Este manuscrito do século Iv, redigido em “uncial bíblica” (letras maiúsculas), contém passagens do Antigo Testamento, o texto integral do Novo Testamento e, além disso, a epístola de Barnabé e uma parte do Pastor de Hermas. O professor Tischendorf descobriu-o em 1844, no mosteiro de Santa Catarina, no monte Sinai, mas só pode adquirir-lo quinze anos mais tarde. Oferecido inicialmente ao czar Alexandre 11 da Rússia, o manuscrito foi em seguida comprado pela Grã-Bretanha para ser exposto no British Museum. O Texto apresenta-se disposto em quatro colunas por páginas, com correções que datam dos séculos IV, I e VII.

Martinho Lutero, reformador e tradutor.

Em finais de abril de 1521, quando regressava de Worms, onde tinha ido defender a sua causa na presença do imperador, Lutero foi “raptado” na estrada de Winttenberg. O objetivo desse “rapto” era subtraí-lo aos seus inimigos . Deixou crescer a Barba, adotou um traje civil (ele era monge) e passou a chamar-se Junker (cavaleiro) Georg. Viveu assim na clandestinidade no Castelo de Wartburg, perto de Eisenach. Foi aí que, em dezembro de 1521, começou a traduzir o Novo Testamento em Alemão, a fim de pô-lo à disposição de todos os que sabiam ler. Em onze semanas, lapso de tempo prodigiosamente curto, obra ficou concluída. Foi Publicada e setembro de 1522, ilustrada por Lucas Cranach e seus discípulos. Uma segunda edição apareceu em dezembro de 1522, seguida de outras doze ao longo do ano seguinte.

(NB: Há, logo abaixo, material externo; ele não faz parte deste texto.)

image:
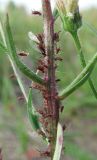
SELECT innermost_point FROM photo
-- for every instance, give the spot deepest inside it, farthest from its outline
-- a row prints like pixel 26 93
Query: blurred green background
pixel 80 109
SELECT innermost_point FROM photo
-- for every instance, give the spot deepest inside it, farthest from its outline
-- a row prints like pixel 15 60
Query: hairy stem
pixel 83 62
pixel 53 104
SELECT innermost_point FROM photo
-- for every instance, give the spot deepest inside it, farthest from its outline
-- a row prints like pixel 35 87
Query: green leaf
pixel 59 143
pixel 77 153
pixel 22 67
pixel 80 79
pixel 83 62
pixel 2 48
pixel 33 117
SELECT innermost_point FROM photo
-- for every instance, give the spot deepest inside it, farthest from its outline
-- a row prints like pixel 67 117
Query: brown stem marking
pixel 53 103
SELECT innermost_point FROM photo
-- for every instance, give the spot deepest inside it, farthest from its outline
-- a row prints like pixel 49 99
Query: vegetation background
pixel 80 112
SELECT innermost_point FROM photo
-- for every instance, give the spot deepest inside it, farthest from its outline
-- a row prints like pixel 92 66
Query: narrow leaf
pixel 33 117
pixel 2 48
pixel 59 143
pixel 80 79
pixel 23 68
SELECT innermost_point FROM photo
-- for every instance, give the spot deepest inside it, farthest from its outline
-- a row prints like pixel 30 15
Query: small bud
pixel 69 13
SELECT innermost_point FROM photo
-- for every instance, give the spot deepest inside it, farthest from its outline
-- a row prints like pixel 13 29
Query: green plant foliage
pixel 33 116
pixel 77 153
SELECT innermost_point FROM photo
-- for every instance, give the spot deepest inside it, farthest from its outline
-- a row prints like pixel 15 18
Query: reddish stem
pixel 52 102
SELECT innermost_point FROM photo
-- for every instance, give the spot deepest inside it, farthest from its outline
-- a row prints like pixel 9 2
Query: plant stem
pixel 53 103
pixel 83 62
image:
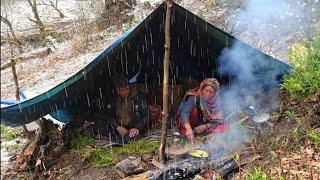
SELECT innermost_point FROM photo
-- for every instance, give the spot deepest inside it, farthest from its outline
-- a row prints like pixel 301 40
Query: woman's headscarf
pixel 208 106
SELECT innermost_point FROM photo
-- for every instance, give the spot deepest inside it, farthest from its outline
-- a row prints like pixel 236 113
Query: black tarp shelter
pixel 195 49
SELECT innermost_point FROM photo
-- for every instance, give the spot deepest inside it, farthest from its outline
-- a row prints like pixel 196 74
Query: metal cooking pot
pixel 198 153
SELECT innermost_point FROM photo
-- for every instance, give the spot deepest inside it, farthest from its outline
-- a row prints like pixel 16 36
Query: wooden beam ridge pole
pixel 165 98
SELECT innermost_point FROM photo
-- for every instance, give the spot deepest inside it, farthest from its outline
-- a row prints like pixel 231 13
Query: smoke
pixel 263 22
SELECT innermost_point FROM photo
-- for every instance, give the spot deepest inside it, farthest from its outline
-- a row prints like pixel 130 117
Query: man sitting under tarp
pixel 126 118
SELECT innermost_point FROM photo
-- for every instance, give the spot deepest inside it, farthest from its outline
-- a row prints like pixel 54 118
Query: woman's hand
pixel 189 134
pixel 189 131
pixel 133 132
pixel 201 128
pixel 122 130
pixel 216 116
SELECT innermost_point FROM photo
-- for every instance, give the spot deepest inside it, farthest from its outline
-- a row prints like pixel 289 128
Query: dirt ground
pixel 282 155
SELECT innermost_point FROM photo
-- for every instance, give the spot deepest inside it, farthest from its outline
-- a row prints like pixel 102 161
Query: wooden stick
pixel 165 99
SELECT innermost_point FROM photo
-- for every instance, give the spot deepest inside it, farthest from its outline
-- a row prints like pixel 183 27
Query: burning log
pixel 188 169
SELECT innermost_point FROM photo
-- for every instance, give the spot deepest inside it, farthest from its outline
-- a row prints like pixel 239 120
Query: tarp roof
pixel 195 48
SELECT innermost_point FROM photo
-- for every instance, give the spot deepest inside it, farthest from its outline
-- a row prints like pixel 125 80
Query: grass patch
pixel 8 133
pixel 103 157
pixel 305 78
pixel 256 173
pixel 106 157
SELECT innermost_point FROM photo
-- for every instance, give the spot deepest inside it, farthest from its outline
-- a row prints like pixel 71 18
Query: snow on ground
pixel 18 12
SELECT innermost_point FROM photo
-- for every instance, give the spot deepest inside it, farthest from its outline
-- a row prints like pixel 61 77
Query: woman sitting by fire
pixel 199 111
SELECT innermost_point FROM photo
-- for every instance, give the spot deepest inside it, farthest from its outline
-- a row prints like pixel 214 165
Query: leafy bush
pixel 305 78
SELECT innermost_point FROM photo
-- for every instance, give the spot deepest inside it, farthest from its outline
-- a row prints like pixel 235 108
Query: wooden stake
pixel 166 63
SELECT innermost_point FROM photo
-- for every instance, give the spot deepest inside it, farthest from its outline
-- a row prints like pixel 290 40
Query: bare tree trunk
pixel 55 6
pixel 165 99
pixel 14 73
pixel 8 23
pixel 38 21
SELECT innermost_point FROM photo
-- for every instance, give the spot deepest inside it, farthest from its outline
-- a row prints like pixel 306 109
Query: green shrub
pixel 305 78
pixel 256 173
pixel 314 136
pixel 8 133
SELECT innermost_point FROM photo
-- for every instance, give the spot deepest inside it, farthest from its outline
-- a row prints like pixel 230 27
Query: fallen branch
pixel 22 59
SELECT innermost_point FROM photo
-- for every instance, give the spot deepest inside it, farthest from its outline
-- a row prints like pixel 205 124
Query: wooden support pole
pixel 165 99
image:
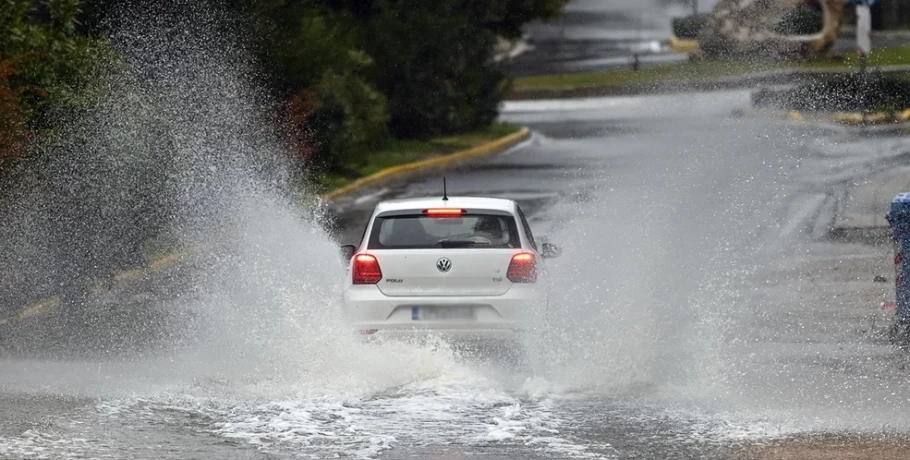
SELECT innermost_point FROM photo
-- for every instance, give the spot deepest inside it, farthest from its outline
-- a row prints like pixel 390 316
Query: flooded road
pixel 698 309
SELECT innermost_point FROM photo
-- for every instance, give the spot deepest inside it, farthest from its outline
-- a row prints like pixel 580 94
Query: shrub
pixel 801 20
pixel 689 27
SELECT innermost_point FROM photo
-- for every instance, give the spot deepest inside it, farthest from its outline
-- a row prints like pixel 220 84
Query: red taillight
pixel 366 269
pixel 523 268
pixel 444 212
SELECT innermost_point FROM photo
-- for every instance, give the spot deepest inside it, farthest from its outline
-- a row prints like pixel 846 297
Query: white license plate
pixel 434 313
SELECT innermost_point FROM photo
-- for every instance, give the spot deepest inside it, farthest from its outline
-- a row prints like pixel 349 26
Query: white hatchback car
pixel 463 267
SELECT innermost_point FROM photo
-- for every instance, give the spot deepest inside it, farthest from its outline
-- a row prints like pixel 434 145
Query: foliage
pixel 801 20
pixel 347 120
pixel 689 27
pixel 13 121
pixel 436 67
pixel 55 59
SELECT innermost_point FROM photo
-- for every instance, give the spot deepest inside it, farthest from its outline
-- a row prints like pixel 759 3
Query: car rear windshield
pixel 473 230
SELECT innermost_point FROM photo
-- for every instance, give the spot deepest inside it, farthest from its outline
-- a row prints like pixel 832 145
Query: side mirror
pixel 550 251
pixel 347 251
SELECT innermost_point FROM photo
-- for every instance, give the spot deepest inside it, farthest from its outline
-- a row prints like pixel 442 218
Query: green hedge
pixel 690 26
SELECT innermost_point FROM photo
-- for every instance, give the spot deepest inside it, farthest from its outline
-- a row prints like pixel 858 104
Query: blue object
pixel 899 220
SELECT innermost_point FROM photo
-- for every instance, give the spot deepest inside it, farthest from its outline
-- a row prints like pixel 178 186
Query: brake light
pixel 366 269
pixel 444 212
pixel 523 268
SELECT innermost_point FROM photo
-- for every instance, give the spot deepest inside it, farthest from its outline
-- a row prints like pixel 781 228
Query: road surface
pixel 699 311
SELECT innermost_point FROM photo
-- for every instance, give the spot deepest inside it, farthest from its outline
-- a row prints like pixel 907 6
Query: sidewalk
pixel 862 209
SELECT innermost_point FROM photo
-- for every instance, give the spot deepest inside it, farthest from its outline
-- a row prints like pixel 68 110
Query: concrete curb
pixel 681 45
pixel 50 304
pixel 397 172
pixel 741 81
pixel 837 118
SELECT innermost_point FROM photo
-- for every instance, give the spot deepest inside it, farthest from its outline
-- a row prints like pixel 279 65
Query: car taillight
pixel 444 212
pixel 366 269
pixel 523 268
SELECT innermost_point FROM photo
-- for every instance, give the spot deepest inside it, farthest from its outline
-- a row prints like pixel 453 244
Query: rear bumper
pixel 494 316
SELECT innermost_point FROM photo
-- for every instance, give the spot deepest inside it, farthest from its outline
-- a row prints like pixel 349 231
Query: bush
pixel 436 67
pixel 802 20
pixel 689 27
pixel 347 119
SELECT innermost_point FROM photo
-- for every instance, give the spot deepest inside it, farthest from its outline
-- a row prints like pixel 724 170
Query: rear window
pixel 424 232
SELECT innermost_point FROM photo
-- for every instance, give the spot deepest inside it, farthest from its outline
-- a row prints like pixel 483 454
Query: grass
pixel 700 70
pixel 398 151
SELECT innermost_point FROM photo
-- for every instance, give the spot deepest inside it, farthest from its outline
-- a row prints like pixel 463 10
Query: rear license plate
pixel 454 313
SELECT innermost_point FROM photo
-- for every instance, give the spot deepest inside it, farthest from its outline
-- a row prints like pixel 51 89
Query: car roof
pixel 497 204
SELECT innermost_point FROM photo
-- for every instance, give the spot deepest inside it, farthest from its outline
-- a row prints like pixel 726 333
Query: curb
pixel 682 45
pixel 838 118
pixel 784 76
pixel 423 165
pixel 50 304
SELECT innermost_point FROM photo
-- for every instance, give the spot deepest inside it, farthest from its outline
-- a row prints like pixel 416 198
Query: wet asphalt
pixel 701 307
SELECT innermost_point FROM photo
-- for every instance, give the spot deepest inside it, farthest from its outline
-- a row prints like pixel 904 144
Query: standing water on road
pixel 690 310
pixel 254 352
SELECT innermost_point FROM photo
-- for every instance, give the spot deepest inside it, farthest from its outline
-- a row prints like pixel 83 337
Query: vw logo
pixel 444 265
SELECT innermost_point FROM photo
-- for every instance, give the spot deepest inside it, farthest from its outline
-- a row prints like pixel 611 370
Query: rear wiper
pixel 459 244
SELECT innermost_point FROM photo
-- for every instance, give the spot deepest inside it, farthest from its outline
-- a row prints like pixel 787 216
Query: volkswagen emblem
pixel 444 265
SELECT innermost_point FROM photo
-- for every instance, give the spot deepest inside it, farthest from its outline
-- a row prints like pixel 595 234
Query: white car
pixel 459 266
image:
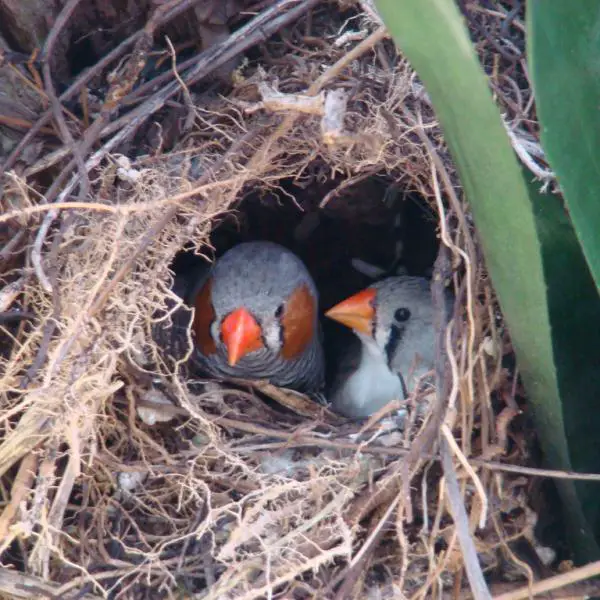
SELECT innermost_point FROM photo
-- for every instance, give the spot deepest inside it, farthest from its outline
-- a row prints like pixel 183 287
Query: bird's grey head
pixel 384 311
pixel 259 297
pixel 400 303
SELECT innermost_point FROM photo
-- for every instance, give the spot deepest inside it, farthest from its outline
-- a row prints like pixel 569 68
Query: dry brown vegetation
pixel 223 495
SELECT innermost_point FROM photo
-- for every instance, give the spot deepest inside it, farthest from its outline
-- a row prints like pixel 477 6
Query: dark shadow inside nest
pixel 388 231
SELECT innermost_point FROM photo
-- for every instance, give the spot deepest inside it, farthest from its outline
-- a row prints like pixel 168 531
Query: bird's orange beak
pixel 241 334
pixel 356 312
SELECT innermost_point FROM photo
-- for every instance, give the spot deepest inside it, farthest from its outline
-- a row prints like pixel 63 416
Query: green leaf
pixel 529 246
pixel 564 59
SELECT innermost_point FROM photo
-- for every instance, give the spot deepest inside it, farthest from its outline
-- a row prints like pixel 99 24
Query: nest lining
pixel 231 497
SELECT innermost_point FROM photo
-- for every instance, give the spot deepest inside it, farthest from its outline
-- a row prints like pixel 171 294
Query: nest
pixel 123 479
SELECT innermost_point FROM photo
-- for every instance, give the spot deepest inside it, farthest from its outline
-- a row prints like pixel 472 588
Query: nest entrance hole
pixel 372 222
pixel 388 231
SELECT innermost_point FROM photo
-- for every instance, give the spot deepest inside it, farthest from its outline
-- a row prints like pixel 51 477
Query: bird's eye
pixel 402 314
pixel 279 311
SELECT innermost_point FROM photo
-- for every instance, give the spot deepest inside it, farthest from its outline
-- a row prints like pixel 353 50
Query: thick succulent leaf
pixel 517 228
pixel 563 45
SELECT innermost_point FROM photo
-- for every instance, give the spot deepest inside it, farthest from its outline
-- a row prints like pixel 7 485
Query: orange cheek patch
pixel 298 322
pixel 203 318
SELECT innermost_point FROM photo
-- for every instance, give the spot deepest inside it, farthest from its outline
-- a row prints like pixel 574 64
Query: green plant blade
pixel 563 45
pixel 514 225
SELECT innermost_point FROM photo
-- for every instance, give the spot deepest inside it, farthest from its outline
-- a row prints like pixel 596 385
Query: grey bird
pixel 394 346
pixel 257 317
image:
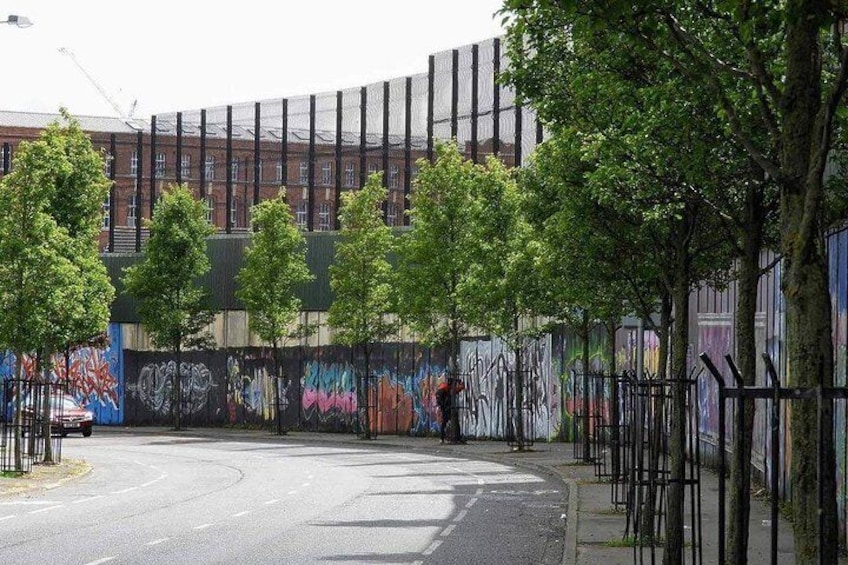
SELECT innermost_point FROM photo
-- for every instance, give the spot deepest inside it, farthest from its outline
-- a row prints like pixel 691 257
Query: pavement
pixel 596 530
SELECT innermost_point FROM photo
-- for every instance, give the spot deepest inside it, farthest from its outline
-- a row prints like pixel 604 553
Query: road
pixel 166 498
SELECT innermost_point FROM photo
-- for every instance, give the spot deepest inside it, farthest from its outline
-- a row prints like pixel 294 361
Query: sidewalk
pixel 595 530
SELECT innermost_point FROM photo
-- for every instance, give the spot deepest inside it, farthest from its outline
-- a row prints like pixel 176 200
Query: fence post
pixel 775 452
pixel 722 487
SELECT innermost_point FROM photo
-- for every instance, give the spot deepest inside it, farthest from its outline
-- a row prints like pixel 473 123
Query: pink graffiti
pixel 89 376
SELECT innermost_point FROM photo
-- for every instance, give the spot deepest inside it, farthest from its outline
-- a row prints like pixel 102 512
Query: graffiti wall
pixel 93 376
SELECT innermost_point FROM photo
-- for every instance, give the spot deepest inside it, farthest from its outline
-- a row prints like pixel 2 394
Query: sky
pixel 176 55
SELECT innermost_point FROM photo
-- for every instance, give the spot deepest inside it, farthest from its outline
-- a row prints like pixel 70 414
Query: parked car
pixel 66 416
pixel 72 417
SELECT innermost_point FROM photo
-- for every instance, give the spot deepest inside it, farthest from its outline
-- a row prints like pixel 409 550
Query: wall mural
pixel 93 376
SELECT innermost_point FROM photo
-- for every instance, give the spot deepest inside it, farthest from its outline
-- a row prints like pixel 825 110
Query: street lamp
pixel 19 21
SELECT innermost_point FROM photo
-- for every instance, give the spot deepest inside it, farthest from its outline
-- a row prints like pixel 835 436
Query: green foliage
pixel 274 266
pixel 501 278
pixel 361 276
pixel 56 290
pixel 173 308
pixel 433 280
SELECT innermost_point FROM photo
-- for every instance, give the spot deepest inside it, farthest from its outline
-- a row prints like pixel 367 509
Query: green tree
pixel 503 271
pixel 173 307
pixel 39 283
pixel 361 280
pixel 75 202
pixel 274 266
pixel 775 74
pixel 433 276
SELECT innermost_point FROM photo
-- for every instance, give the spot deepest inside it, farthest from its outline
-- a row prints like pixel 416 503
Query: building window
pixel 304 173
pixel 131 211
pixel 324 217
pixel 393 176
pixel 391 214
pixel 327 174
pixel 300 214
pixel 210 210
pixel 350 174
pixel 107 212
pixel 185 167
pixel 209 168
pixel 160 165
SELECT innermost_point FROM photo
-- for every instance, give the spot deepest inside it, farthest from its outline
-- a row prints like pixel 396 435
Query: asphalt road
pixel 186 499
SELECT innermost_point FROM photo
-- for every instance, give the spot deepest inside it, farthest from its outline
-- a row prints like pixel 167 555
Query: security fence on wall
pixel 318 145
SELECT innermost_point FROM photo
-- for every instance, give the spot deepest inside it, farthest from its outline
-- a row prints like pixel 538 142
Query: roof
pixel 35 120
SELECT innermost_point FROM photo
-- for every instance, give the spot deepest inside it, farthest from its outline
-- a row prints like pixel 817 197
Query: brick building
pixel 135 152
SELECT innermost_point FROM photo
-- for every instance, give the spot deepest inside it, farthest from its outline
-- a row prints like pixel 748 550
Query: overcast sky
pixel 176 55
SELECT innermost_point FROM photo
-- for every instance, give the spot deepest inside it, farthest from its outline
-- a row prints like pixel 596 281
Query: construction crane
pixel 126 116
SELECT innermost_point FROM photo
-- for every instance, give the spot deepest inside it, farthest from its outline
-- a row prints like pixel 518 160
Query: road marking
pixel 90 498
pixel 99 561
pixel 46 509
pixel 432 547
pixel 124 490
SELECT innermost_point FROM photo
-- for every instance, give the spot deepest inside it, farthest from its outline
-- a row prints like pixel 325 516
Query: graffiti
pixel 154 387
pixel 490 398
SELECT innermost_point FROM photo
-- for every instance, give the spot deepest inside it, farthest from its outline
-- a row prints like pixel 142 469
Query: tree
pixel 75 202
pixel 173 307
pixel 39 282
pixel 361 279
pixel 775 74
pixel 433 276
pixel 502 272
pixel 274 266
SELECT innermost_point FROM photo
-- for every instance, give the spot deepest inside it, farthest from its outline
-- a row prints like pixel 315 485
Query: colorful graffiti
pixel 93 376
pixel 154 387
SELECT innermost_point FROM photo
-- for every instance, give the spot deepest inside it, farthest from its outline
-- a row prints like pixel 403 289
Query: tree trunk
pixel 519 399
pixel 615 433
pixel 805 281
pixel 178 392
pixel 655 409
pixel 366 413
pixel 675 516
pixel 453 372
pixel 746 361
pixel 47 394
pixel 584 336
pixel 19 420
pixel 277 379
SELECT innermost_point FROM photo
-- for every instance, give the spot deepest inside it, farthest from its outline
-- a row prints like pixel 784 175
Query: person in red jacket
pixel 445 400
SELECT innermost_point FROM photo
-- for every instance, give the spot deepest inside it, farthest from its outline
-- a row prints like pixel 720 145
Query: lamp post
pixel 19 21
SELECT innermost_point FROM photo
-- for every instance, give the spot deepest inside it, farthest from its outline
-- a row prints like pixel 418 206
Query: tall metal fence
pixel 318 145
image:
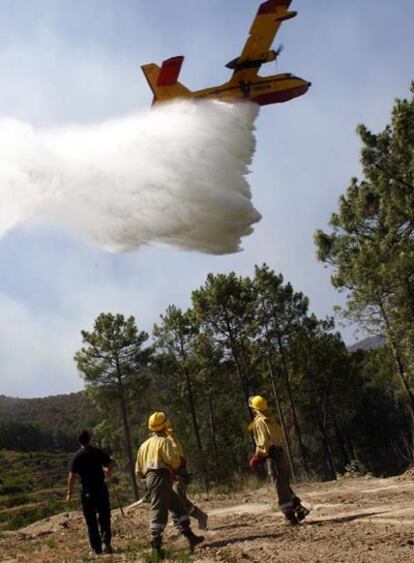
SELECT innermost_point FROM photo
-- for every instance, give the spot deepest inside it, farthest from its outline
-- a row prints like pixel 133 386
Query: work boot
pixel 192 539
pixel 202 520
pixel 107 548
pixel 157 551
pixel 200 516
pixel 301 513
pixel 291 517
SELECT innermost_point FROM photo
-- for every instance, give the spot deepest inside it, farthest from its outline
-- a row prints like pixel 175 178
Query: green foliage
pixel 113 364
pixel 371 246
pixel 30 424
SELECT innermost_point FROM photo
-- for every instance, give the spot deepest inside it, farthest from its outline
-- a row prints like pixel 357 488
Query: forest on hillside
pixel 48 424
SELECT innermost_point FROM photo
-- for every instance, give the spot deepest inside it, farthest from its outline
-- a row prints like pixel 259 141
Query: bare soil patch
pixel 358 520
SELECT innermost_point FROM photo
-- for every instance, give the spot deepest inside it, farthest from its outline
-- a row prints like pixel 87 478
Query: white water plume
pixel 174 175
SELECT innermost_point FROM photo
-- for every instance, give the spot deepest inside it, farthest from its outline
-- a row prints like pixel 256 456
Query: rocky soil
pixel 358 520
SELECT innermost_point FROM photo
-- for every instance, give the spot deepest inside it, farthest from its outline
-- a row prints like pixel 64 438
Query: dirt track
pixel 353 520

A tradução do Antigo Testamento ocupou Lutero durante doze anos, de 1522 a 1534. Terminou o Pentateuco em 1523 e, ano após ano, publicou, um a um, todos os livros do cânon bíblico. Finalmente, em 1534, fez publicar uma edição completa da Bíblia em alemão, cujo texto não deixou de aperfeiçoar até a sua morte, em 1546. Esta empresa, que proporcionava a todos a possibilidade de conhecer as Escrituras, desempenhou um papel determinante na Reforma. Através dos seus sermões, os reformadores convidavam os fiéis a fundamentarem  a sua fé e a sua esperança nos textos bíblicos, de preferências a procurarem um exemplo a seguir na vida dos santos.

O exemplo foi seguido, no que se refere à língua francesa, por Olivétan e Castellion. O século XVI pode ser considerado como uma idade de ouro para a tradução e a publicação da Bíblia.